Se os tupinambás soubessem o que fazem com nossas praias, resolveriam a questão no porrete

por André Caramuru Aubert em

A caravela portuguesa está a todo pano, tem vento bom e mesmo assim não consegue se distanciar de seus inimigos, que por três longas horas atiram flechas e a perseguem furiosamente, em direção ao alto-mar, a bordo de sete canoas de guerra, cada uma levando entre 30 e 40 guerreiros. Esse fato foi relatado pelo padre Leonardo Nunes, um apavorado jesuíta que escapou por pouco de virar churrasco, em 1551, numa festa tupinambá no litoral norte paulista. Sim, essa praia – sobre cuja areia você se deita, lambuzado de suor, ouvindo a axé music do quiosque mais próximo e desviando dos papéis de sorvete, dos copos plásticos e dos canudinhos – já foi, por cerca de um milênio, o lar de uma poderosa nação, que resistiu aos invasores portugueses por quase 100 anos, devastou a capitania do Espírito Santo e, em mais de uma ocasião, quase varreu do mapa as então jovens vilas do Rio de Janeiro, de São Vicente e de São Paulo.

Os tupinambás eram numerosos, somando perto de 1 milhão de pessoas (mais ou menos a população de Portugal na época), espalhados por centenas de aldeias ao longo da costa brasileira, algumas das quais, como a de Ubatuba, com populações entre 3 mil e 6 mil indivíduos. Em operações militares, nas quais várias aldeias se uniam, eles com frequência juntavam mais de 10 mil guerreiros. Mais bem alimentados, eram mais altos e mais fortes que os portugueses, excelentes arqueiros e hábeis usuários do tacape (grande porrete usado para abrir ao meio a cabeça do inimigo); as mulheres, muito mais bonitas, mais bronzeadas e sem o bigode das portuguesas, se vestiam mais ou menos como as meninas se vestem hoje na praia, talvez apenas com um pouco mais de roupa. E, se alguém falar em “sociedade de subsistência”, basta dizer que, nos primeiros anos, quando ainda acreditavam nas boas intenções dos invasores, eram eles que gentilmente cediam os alimentos de seus estoques, à base de farinha de mandioca torrada e tainha seca, para alimentar as grandes frotas portuguesas e espanholas que partiam de volta rumo à Europa.

TURBA BESUNTADA
Mas, se eram tudo isso, como perderam a guerra e acabaram exterminados? Claro, não há um único fator, mas, por mais que os livros de história destaquem uma suposta superioridade tecnológica dos europeus e os méritos dos jesuítas em embromá-los e dividi-los, o fator decisivo na derrota tupinambá atendia pelos nomes de gripe, sarampo e coqueluche, que dizimavam, em dias, aldeias inteiras. Se não fosse isso, eles teriam resistido muito mais e talvez até chegado a algum tipo de composição com os portugueses. Os tupinambás viraram mito na Europa e foram os grandes inspiradores de Thomas Morus para escrever a Utopia e de iluministas como Jean-Jacques “o bom selvagem” Rousseau. Mas a verdade é que nem tudo eram flores na vida deles.

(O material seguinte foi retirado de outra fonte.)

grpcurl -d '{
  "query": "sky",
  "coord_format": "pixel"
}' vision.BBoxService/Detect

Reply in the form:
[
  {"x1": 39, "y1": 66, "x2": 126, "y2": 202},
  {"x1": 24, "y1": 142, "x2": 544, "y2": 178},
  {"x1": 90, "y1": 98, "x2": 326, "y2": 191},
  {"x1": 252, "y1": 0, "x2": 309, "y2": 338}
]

Apesar da fama de “sustentáveis”, eles tiveram impacto ecológico considerável sobre a mata atlântica durante os cerca de mil anos em que viveram no litoral, a ponto de se desconfiar que, quando os portugueses aqui chegaram, havia muito poucos focos de floresta primária original na planície litorânea, constantemente submetida a queimadas para o cultivo rotativo da mandioca. Além disso, praticantes de canibalismo e obcecados pela guerra, viviam se matando uns aos outros, bem longe daquela visão idílica de índios vivendo sossegados, em comunhão com a natureza, pescando e caçando, sem pressa pra nada. De qualquer forma, mesmo sabendo que nenhuma sociedade é perfeita, enquanto você anda pela orla com cheiro de esgoto, tropeça no lixo e enfrenta a turba besuntada em bronzeador que todos os verões desce a serra e congestiona tudo, fica difícil não pensar que a praia dos tupinambás era melhor que a sua. E, principalmente, na falta que faz não saber usar um tacape.